Some personal context… I picked this book out based on a search I did for ’theological horror’. I was trying to decide whether or not I was going to read the non-fiction book “Heathen: Religion and Race in American History”. As I’m already reading a non-fiction book on Indigenous American history, ”Indigenous Continent: The Epic Contest for North America”, and I just completed the lengthy “The Books of Jacob”, I was hesitant to read another lengthy non-fiction book.
My thought process was… I can soothe my horror itch and my religious history itch by reading a book that combined both. If the book was intriguing enough, then I’d move on to Heathen by Kathyrn. I found several books that fell into the theological horror genre, and ‘Burning Girl’s’ was a newer one, so I picked it. Sadly, it did not inspire me to reach for non-fiction theological history. While not bad, it didn’t capture what was interesting about the religious lore of Sussex England that the title and cover art so openly refer to.
The title is what truly caught my eye: THE BURNING GIRLS. That, paired with the promise of uncovering church mysteries, pulled me in.
The story opens with Reverend Jack, short for Jacqueline, who is being informed that she is being relocated to a distant Sussex community after an unfortunate occurrence at her church in Nottingham. Essentially, she wasn’t able to save an abused child from their parents and was partially blamed when the parents murdered the child.
She moves to Chapel Croft with her 15-year-old daughter, a small village where everyone knows everyone, and her arrival is big news. Immediately, both mother and daughter have separate encounters with appearances of ‘burning girls’, ghostly apparitions who appear to be on fire, and missing bodily limbs. Reverend Jack is coincidentally informed that the creepy stick dolls everywhere are to commemorate the girls and families burned during religious wars back in Olde England. She’s also informed that seeing a ghost of a burning girl is a warning of impending danger.

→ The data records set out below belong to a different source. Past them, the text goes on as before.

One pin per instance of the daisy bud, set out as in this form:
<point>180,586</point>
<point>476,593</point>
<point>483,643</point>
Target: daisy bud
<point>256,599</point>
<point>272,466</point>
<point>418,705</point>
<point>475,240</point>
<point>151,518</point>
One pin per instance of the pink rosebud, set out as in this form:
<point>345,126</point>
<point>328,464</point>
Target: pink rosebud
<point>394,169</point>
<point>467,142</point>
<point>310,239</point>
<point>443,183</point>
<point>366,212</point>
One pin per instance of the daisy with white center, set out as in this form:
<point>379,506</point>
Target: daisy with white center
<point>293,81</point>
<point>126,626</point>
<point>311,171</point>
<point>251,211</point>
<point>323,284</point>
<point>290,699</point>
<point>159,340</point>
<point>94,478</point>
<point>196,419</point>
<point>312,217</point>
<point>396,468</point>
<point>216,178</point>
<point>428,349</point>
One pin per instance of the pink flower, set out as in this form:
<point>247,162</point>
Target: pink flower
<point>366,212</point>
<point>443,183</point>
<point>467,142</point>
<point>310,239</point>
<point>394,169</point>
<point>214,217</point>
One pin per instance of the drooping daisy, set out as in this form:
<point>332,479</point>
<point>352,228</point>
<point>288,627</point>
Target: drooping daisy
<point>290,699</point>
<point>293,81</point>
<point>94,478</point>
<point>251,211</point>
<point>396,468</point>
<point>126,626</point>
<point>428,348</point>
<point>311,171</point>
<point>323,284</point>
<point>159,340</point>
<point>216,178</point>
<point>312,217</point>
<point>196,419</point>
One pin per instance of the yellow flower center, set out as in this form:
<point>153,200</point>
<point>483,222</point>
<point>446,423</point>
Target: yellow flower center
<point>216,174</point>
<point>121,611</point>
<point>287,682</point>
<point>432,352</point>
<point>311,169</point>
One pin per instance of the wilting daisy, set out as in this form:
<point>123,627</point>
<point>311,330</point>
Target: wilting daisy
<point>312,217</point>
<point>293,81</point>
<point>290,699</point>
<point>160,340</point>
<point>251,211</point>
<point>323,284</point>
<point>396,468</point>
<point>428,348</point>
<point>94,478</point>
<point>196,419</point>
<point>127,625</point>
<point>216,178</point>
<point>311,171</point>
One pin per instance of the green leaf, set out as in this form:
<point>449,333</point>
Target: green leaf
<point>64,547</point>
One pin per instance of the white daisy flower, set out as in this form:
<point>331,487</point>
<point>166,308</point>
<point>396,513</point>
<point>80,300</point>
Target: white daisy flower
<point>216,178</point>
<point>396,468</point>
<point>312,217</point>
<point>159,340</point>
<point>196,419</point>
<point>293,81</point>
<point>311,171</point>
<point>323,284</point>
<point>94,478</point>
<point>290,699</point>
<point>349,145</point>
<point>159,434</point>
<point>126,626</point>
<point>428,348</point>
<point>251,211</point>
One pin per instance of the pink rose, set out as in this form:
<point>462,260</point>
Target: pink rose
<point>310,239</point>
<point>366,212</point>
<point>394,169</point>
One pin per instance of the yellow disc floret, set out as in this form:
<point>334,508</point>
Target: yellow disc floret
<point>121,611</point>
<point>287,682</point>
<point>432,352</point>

As the story goes on, Revered Jack’s back story is unfurled. She comes from an abusive home with a psychotic spree-killing brother who is responsible for the death of her husband (who was also a pastor). Just before her move, she was informed that her brother was released from prison. While she thinks she is evading him by moving to Chapel Croft, unbeknownst to her, he is ruthlessly and methodically making his way to her and leaving a trail of bodies in his wake.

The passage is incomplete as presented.